BROTHERS Rating 8 ½
An excellent film which brings out the worst of war. The setting is two-fold, a happy home life with an Army Captain played by Tobey Maguire and his devoted wife played by Natalie Portman. Enter Maguire’s ex-con brother ( Jacob “Jake” Gyllenhaal) who lives hand to mouth, but embraced by the family once released from prison.
Maguire serves in Afghanistan where he’s captured and forced into the most egregious of acts. His arrival home is laced with PTSD personified, (post traumatic stress disorder) resulting in some of the most intense and emotional movie scenes you’ll ever see.
Look for an Oscar nomination for Maguire
THE ROAD Rating 6 1/2
Another dark and gloomy film. This is the year for depression in movies. Maybe that’s a reflection of our economic and political state.
This movie received high ratings from most reviewers, but I had mixed emotions. Viggo Mortensen is much like Daniel Day Lewis and Bob Deniro, they just can’t make a bad movie, even if the script is bad. The acting is superb.

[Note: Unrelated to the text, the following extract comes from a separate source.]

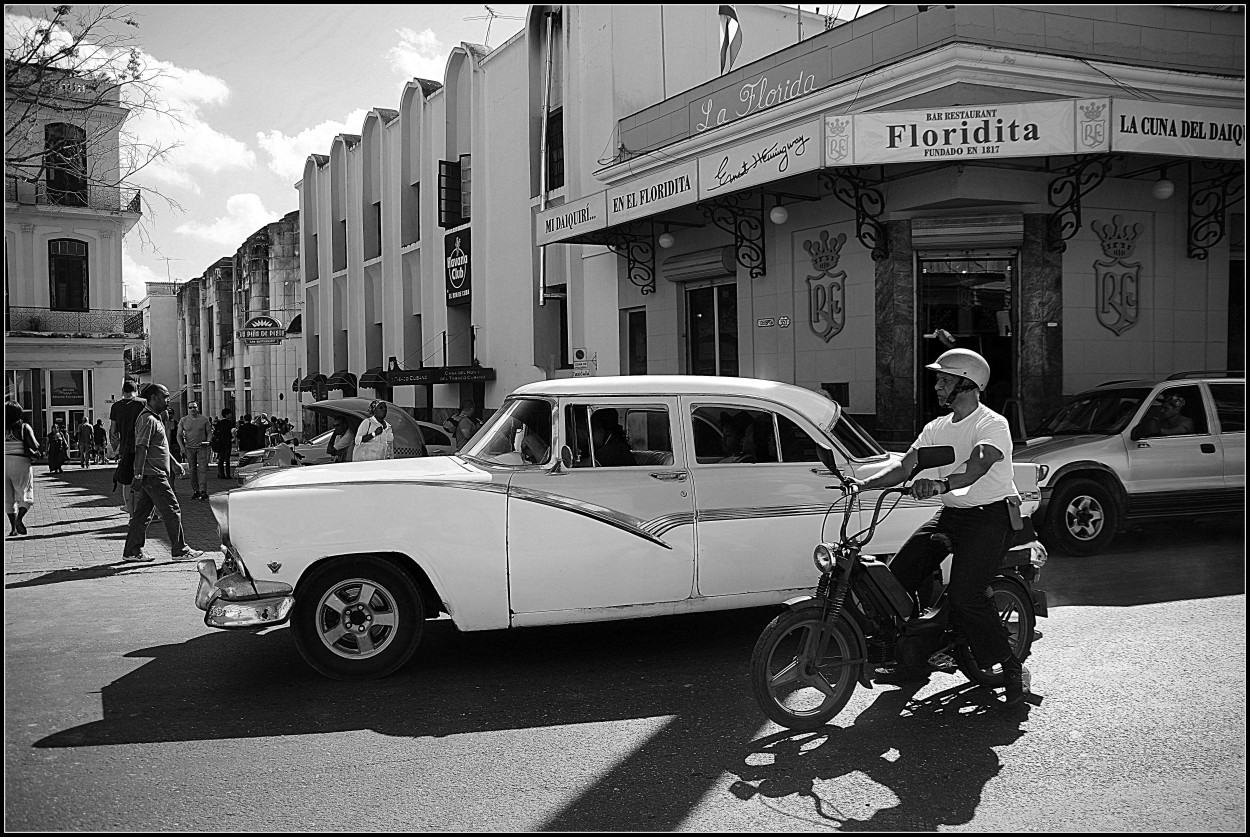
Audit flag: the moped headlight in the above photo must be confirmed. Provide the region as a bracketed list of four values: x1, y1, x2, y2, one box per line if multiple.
[813, 543, 836, 573]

Viggo and his young son are survivors of Armageddon, struggling to exist amidst the bleak existence of death and destruction all around them. Flashbacks bring the viewer to a few scenes with Charleze Theron, who plays the wife/mom no longer in the struggle, though we don’t know what actually happened to her. The movie moves slowly through all this drab, dreary sadness. It’s certainly worthy of some awards, in acting, costume, photography, etc., but it’s definitely not an uplifting picture. Some implausible scenes also scar the story to me.
NINE Rating 7 1/2
Though it’s loaded with star power, this musical doesn’t match up to “Chicago” or even “Moulin Rouge.” It’s hard to identify the missing element in this movie, but it somehow leaves you flat.

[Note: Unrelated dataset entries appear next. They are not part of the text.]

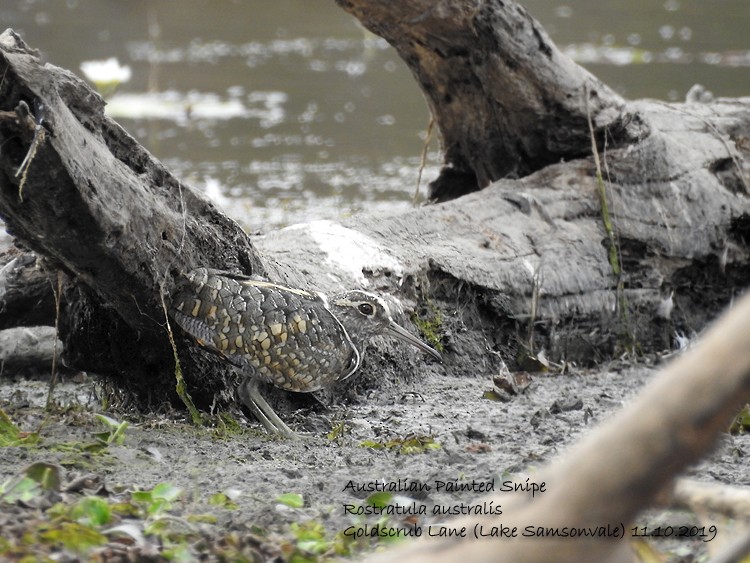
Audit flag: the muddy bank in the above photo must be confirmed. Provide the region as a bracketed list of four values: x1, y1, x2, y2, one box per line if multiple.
[1, 356, 748, 560]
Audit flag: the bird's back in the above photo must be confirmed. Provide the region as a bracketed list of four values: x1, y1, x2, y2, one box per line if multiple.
[171, 268, 358, 392]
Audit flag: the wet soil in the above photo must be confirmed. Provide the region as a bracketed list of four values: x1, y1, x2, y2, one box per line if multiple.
[1, 354, 748, 560]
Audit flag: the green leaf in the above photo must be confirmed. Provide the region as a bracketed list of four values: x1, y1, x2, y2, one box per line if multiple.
[296, 538, 329, 554]
[1, 476, 41, 503]
[360, 435, 440, 454]
[327, 421, 346, 440]
[0, 408, 21, 444]
[109, 421, 128, 445]
[146, 497, 170, 516]
[41, 521, 107, 552]
[82, 441, 109, 453]
[276, 492, 304, 508]
[94, 414, 128, 445]
[359, 440, 383, 449]
[131, 483, 183, 517]
[290, 520, 326, 542]
[110, 501, 141, 517]
[730, 404, 750, 434]
[144, 517, 176, 537]
[1, 462, 61, 503]
[397, 436, 441, 455]
[71, 496, 112, 527]
[208, 492, 238, 510]
[131, 490, 153, 503]
[94, 414, 122, 429]
[152, 482, 183, 502]
[0, 408, 40, 447]
[25, 462, 61, 492]
[162, 543, 195, 562]
[187, 513, 218, 524]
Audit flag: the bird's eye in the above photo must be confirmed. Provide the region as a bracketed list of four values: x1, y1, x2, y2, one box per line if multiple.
[358, 303, 374, 316]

Daniel Day Lewis, arguably the greatest living actor, plays the accented Italian director, Guido Contini. His performance is superb. Yet, the character comes across as one-dimensional and shallow, with the focus entirely on his sexual exploits outside of marriage and with an invariable habit for lying. While he’s touted as the greatest living director, nothing in the picture features his genius.
Marion Cotillard (who played Edith Piaf in La Vie En Rose) is equally superb as Contino’s jilted wife. Penelope Cruz is gorgeous, as is Nicole Kidman, as is Kate Hudson, but their dancing skills leave something to be desired. Judi Dench, the costume maker, is fabulous, as is Sophia Loren, a well-tucked Dame of the movies who plays Contini’s mom. Casting Kidman and Hudson as Italians just doesn’t work for me.
Entertaining, yes. Worth the ticket, yes. Academy Award material, no.